Underscores seem to throw name matching out of whack, trying to match `ABC_123_45_C D_6_7.pdf` where the numbers change

I’m trying to make a Smart Rule that matches files name something like this pattern: ABC_123_45_C D_6_7.pdf where the numbers 123, 45, change, and I don’t mind what is after 6_, I’ve tried a few search term with wildcards but none of them seem to work:

(Using search bar terms to make it easy to test it, I didn’t include name: in the Smart Rule criteria)

  • name:ABC_???_??_C D_6_*
  • name:ABC_???_??_C D_6
  • name:ABC_*_*_C D_6_*
  • name:ABC_*_*_C D_6

Any variation of wildcard that I can think of after ABC_ doesn’t work. Which made me think underscore are throwing something out of whack, then I tried ignoring underscores:

  • name:ABC*C D_6*

Which didn’t work either, so I went for a couple of options just to see if it would “minimally” (as in fewer predicates as possible) work and these also did not work:

  • name:ABC_*
  • name:ABC*

The only search term that worked was not using wildcards at all, like: ABC_123.

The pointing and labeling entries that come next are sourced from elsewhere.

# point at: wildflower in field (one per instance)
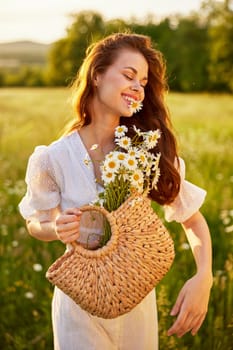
(37, 267)
(29, 295)
(15, 244)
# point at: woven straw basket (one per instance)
(112, 280)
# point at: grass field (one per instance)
(204, 127)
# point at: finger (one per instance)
(67, 227)
(176, 308)
(63, 219)
(198, 324)
(73, 211)
(70, 238)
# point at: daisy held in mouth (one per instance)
(130, 168)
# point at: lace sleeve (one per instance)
(43, 193)
(188, 201)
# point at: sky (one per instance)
(46, 20)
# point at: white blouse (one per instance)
(58, 176)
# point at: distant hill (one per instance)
(15, 54)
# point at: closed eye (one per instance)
(128, 77)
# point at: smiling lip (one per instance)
(130, 98)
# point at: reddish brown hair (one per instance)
(154, 114)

Version: 3.8.2, on macOS 12.2.1.

Underscores aren’t indexed, therefore the search is identical to ABC ??? ?? C D 6 * but such generic wildcards aren’t accepted (as your search term currently means "Every name containing ABC, C, D, 6, any word with 3 characters, any word with 2 characters and any word).

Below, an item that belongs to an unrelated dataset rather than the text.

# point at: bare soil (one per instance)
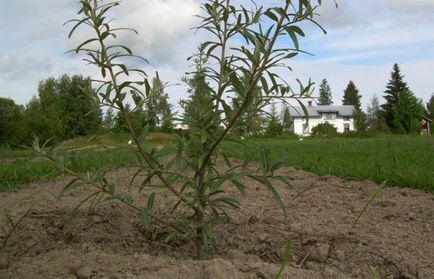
(394, 237)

This should work for example:
name:"ABC [0-9][0-9][0-9] [0-9][0-9] C D 6"

And this does too as words separated by non-white characters are basically like phrases:
name:ABC_[0-9][0-9][0-9]_[0-9][0-9]_C_D_6

Thanks for the replying on how to make it work. I’ll comment more on how the current system feels to me below.

Interesting, the way you worded is like the order I entered the predicate parts isn’t maintained. Is that a correct read? The way I thought it would work was: “Every name containing ABC, followed by any-3-char-word, followed by any-2-char-word followed by C D 6”.

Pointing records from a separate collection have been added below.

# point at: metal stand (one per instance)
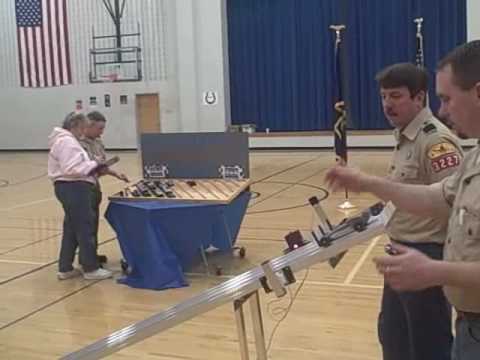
(273, 276)
(257, 324)
(346, 205)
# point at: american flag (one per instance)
(42, 36)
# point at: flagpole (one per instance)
(419, 51)
(340, 127)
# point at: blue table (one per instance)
(160, 239)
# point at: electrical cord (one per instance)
(323, 197)
(283, 311)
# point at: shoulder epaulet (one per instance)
(429, 128)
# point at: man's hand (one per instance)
(344, 177)
(409, 269)
(122, 177)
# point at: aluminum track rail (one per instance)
(231, 290)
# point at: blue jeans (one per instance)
(467, 340)
(416, 325)
(78, 225)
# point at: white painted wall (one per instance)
(473, 19)
(185, 55)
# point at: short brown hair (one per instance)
(96, 116)
(415, 78)
(73, 120)
(465, 63)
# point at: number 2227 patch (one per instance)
(445, 162)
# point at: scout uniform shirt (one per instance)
(426, 152)
(462, 193)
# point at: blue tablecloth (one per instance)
(160, 239)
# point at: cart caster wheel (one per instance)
(242, 252)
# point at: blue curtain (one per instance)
(281, 56)
(382, 32)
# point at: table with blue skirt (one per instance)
(161, 239)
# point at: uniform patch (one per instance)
(439, 150)
(429, 128)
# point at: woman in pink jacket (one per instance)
(73, 175)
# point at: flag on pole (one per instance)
(340, 125)
(42, 38)
(419, 57)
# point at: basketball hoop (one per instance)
(110, 77)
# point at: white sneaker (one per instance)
(68, 274)
(98, 274)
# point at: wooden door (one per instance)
(147, 113)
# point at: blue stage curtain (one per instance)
(382, 32)
(281, 56)
(281, 63)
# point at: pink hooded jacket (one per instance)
(67, 160)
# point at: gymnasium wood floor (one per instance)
(333, 315)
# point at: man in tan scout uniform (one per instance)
(416, 325)
(456, 198)
(95, 149)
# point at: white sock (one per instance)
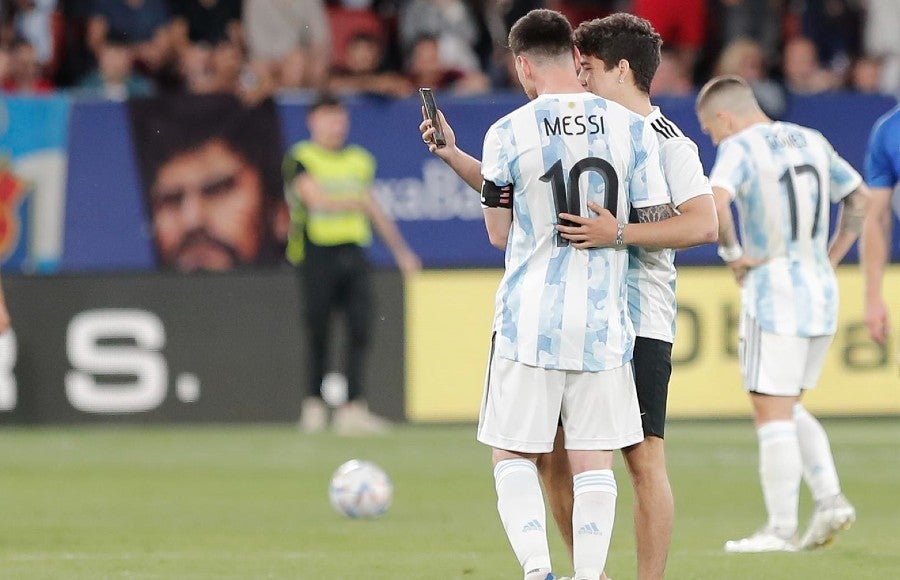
(780, 472)
(818, 462)
(592, 521)
(520, 502)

The search predicate for specific one-digit ([0-9]) seems works as I aspected the any-1-char (?) predicate would. Applying the same meaning explanation from earlier to this digit-based version, it it were consistent/behaved the same, I’d read it as "“Every name containing ABC, C, D, 6, any number with 3 digits, any number with 2 digits.”. Why does the digit-based one maintain the order and can handle the size-based words/numbers but the other one can’t?

Asking the above in regex, why does ABC \d{3} \d{2} C D 6 work but not ABC .{3} .{2} C D 6? Did I misunderstood the ? wildcard in DEVONthink?

The only major difference is that your wildcards (??, ???, *) are too generic, the indexed based search doesn’t support this.